Дальше идет познавание. Каждый человек, возвращаясь в комнату, в которой прошло его раннее детство, если с детства он не был в ней, в первую очередь поражается размерами комнаты: для взрослого комната оказывается меньшею ровно во столько раз, насколько увеличился его рост от детства, – сорок шагов делал в детстве он от угла до угла и ныне проходит этот путь в семь шагов, – в детстве он не доставал до подоконника, а сейчас он выше фрамуги!..

Это сквозь сон детства, – то, как впервые возникло ощущение света; угол комнаты; кусок света, первый, оставшийся в памяти, он поистине пробрался на подоконник, сел, заиграл. Мать – нечто громадное, теплое, растящее, охраняющее, беспрекословно любимое. Отец – он уходит куда-то в неизвестное и приходит оттуда, принося право на жизнь. Затем первый снег за окном и первая весенняя оттепель. У я уже множество понятий – тепло, холодно, свет, мрак. Затем растут пространства – двор, около дома, переулок, – и расширяются живые предметы, кроме мамы, папы, братьев, бабушки, начинают определяться соседи-люди и соседи-звери, и звери понятнее людей. Еще неясно, что такое в точности – живые существа, – я говорит уже много больше, чем «мама» и «папа», – он смотрит на картинку, где изображены санки, а на санках дети, и он кричит:

– Эй! зямите него! кататься!

Картинка молчит. Он недоумевает и говорит обиженно:

– Без него! сами! едут!.. Какие, – сами!

Он разговаривает с кошкой всем своим запасом слов, всем доверием и недоумевает, – почему кошка молчит?

И множество уже обретено запахов, – запах слесаря Шмелева никогда уже не забудется, как на всю жизнь от детства памятен запах хлеба, неощутимый впоследствии, как все многоповторяемые запахи. Ночи появились много позже понятий зимы и лета, – не зимние студеные вечера, которые заливали синью окна, но именно ночи, обязательно весенние, гулкие, просторные, пахнущие и звенящие птицами…

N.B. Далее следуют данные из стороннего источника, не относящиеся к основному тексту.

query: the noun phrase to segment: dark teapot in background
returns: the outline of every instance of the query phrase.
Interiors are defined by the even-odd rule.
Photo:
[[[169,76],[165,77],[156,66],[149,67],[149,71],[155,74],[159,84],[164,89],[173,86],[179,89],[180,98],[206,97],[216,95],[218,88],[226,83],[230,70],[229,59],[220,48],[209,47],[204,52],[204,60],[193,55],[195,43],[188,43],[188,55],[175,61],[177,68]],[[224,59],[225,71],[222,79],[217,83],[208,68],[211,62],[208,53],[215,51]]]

Поколение родилось в последнее десятилетие прошлого века, поднявшее впоследствии на плечи мировую войну и революцию. В первом сознании поколение слышало, как пели «Трансвааль», как отцы путали начало века, встречая его дважды, – где-то сквозь сон детства слышно было о холерных «бунтах» и о голоде на Поволжье.

Но первое, что, кроме возникновения своего я, осталось в памяти от живых воспоминаний детства у генеральского сына Гришки Федотова, – это денщик навытяжку с задранным кверху лицом и кричащий на денщика отец – и то, что крик отца, мертвое лицо денщика – естественны.